Once again he sounds totally nuts, but he seems to do a lot of things right. I appreciate him trying to innovate, either way…
I don’t understand.
I wonder if Gabe had a quick look and noticed all the rubbish flash games that were posted in greenlight and he wonders why nothing is getting approved to the store
*waits for him to start praising windows 8*
If Gabe is willing to offer 2-5% of net sale profit to users that sell the game then yes a good idea and in the users interest to spend the time managing their store; but it’s unlikely that’s his angle.
I’m interested to see the direction he takes with this.
I hate to say I told you so…
The majority of greenlight game submissions use ‘box art’ instead of a gameplay screenshot when viewing the list. No idea what you are looking at until you have clicked on the game, which takes too long when they are 1000′s of them to look through.
Perhaps a small gameplay gif would work too. Or a mouse-over function of some sort.
what? why do you have an issue with that?
this has been a long time coming. starting with the concept of steam itself, to TF2 item creation. he’s creating a marketplace where lots of people can sell their content, instead of just the mega-publishers. there is little negative to this. indie games have rocketed in popularity, and anyone who provides an easy outlet to content that the people want deserve to be given lots of money.
and why is everyone being smug about calling greenlight a failure? welcome to business, where not everything is a success. it’s great they tried it, and it’s great they recognise it’s not going well.
“Socialism refers to an economic system characterised by social ownership of the means of production and co-operative management of the economy.”
not even close.
if anything it’s more capitalist. create an open marketplace where anyone can create and sell content, as opposed to a store front that sells goods regulated by the store owner.
the model already exists in TF2 content generation doesn’t it? people are getting rich from making cosmetic items that other people want.
the good thing about this is that it looks like it could expand much further than only games. content creators that are already famous could shift their content to the steam store for an easier selling experience as well as a larger audience. it’s a great idea and I hope it works. it’s not the first time he’s spoken on something like this, so it doesn’t seem to be random musings.
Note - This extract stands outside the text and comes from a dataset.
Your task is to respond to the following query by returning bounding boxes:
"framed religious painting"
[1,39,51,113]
Waiting for steam to sell movies/music.
I’d love to pay $8 for a movie in 1080p bluray the day it comes out in cinemas.
and it would be totally possible if their vision is to be believed. all the big production studios have their own shopfront within steam, and you can rent or buy movies. you could have renting, buying, weekends where it’s free to watch a particular movie, and everything is tied to an account so you can take your movies anywhere. you can have reviews and trailers attached to each movie page. they would need to implement some sort of media-rich tools that would allow streaming as well as downloading, but they all exist and would be within valve’s reach.
then you could support more indie development. let single users make a shopfront and sell their own goods.
obviously the biggest hurdle is getting the publishers on board, but after that it would be an amazing service. together with steambox valve could become the absolute leaders in combined media services. it would be crazy if everything came together well.